Dr Anders Friberg focused his graduate studies on protein structure elucidation and protein-ligand interaction studies, mainly by NMR (Technical University Munich, Germany). During his postdoctoral stay in the lab of Steve Fesik at Vanderbilt University (Nashville, TN) his interest moved to drug discovery in general and fragment-based methods in particular. Today, at Nuvisan ICB (previously Bayer Pharma Research, Berlin), he is a senior scientist in the Structural Biology group within the Lead Discovery department. Here, he supports (external) drug discovery projects with structural data during lead optimization, as well as early projects with starting points identified by NMR-based fragment screening.
Jan Wollenhaupt

Dr Jan Wollenhaupt is a postdoc in the MX group of Manfred Weiss at BESSY II. He achieved his PhD in the lab of structural biochemistry of Markus Wahl at Freie Universität Berlin and had postdoc training in the drug design group of Gerhard Klebe in Marburg. Jan helped establish crystallographic fragment screening (CFS) as a routine user experiment at BESSY II and is now responsible for the support of CFS campaigns conducted there. His research interest is method improvement of CFS, advancing hits to higher potency, modulation of protein-protein interactions and anti-infective drug discovery.
Ben Davis

Dr Ben Davis is a Research Fellow at Vernalis Research, a biotech company based in Cambridge UK which has been at the forefront of fragment-based approaches since 1998. His research focus is in developing and applying NMR and other biophysical techniques to enable drug discovery against challenging therapeutic targets and systems. In particular, this has involved using NMR to understand and solve problems, and to help guide medicinal chemistry programs where other structural methods are not readily applicable.

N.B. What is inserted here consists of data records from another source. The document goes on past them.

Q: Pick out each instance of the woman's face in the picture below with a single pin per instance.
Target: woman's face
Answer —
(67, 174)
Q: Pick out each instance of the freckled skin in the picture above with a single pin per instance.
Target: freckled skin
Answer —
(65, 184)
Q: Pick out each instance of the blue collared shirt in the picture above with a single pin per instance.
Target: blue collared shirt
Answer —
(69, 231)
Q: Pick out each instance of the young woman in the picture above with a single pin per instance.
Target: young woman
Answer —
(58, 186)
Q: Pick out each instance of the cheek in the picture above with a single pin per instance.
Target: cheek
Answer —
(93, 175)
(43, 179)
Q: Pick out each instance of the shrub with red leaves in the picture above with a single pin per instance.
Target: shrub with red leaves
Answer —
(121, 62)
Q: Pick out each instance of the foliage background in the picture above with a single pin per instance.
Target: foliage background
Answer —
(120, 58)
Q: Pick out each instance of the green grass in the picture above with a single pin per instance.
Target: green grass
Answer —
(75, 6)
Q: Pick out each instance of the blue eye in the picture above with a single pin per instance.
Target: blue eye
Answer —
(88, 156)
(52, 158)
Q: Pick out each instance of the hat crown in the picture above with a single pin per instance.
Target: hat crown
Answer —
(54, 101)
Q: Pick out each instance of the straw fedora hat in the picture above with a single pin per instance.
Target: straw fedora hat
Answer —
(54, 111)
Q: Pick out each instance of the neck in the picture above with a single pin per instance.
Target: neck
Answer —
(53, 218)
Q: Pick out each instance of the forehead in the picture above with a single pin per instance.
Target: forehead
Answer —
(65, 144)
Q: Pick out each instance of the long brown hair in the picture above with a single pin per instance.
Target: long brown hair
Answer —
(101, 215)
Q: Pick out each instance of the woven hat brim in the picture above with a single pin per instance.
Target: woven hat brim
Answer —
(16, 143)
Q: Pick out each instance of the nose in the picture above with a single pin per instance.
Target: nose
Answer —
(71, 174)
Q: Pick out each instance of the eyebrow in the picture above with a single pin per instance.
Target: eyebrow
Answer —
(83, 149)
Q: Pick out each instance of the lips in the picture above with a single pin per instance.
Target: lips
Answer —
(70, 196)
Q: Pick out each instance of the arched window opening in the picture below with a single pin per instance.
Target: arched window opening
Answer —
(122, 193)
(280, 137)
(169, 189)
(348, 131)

Following a PhD in protein folding and ligand binding with Professor Alan Fersht at Cambridge University, Dr Davis developed and applied biophysical techniques to study small molecule interactions with proteins and RNA in academic and industrial settings. He has over 25 years of experience in the drug discovery industry. He has contributed to six books over the last decade and is an author on more than thirty scientific publications. He is a frequent speaker at scientific conferences and has been running FBLD and NMR training workshops since 2007.
Olga Ilyichova

Dr Olga Ilyichova, Monash University/ANSTO
Dr Olga Ilyichova is a Research Fellow at the Monash Institute of Pharmaceutical Sciences (Parkville, Australia) and a Postdoctoral Scientist at the Australian Synchrotron, ANSTO (Clayton, Australia). Olga received her BSc (Hons) in Applied Physics and Mathematics at the Moscow Institute of Physics and Technology (Russia), followed by a PhD in Biochemistry and Structural Biology at Monash University (Clayton, Australia) under the supervision of Professor Ashley Buckle.

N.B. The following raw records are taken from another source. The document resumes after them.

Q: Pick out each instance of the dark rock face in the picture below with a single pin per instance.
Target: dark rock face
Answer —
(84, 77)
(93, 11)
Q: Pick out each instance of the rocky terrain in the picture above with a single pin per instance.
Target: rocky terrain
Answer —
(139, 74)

In 2012, Olga moved to the Monash Institute of Pharmaceutical Sciences (MIPS) to join Professor Martin Scanlon’s group, where she gained extensive experience in Fragment Screening by X-Ray crystallography.
In 2021, in collaboration with ANSTO, Olga was appointed to lead the development of a new crystallographic ligand screening pipeline at the Australian Synchrotron. Current responsibilities include setting up the infrastructure, development, integration, and implementation of various computational tools to support large-scale crystallography-based screening experiments.
Olga’s main research interests are in fragment screening by X-Ray crystallography, automation and the development of novel methodologies for high-throughput protein crystallographic screening.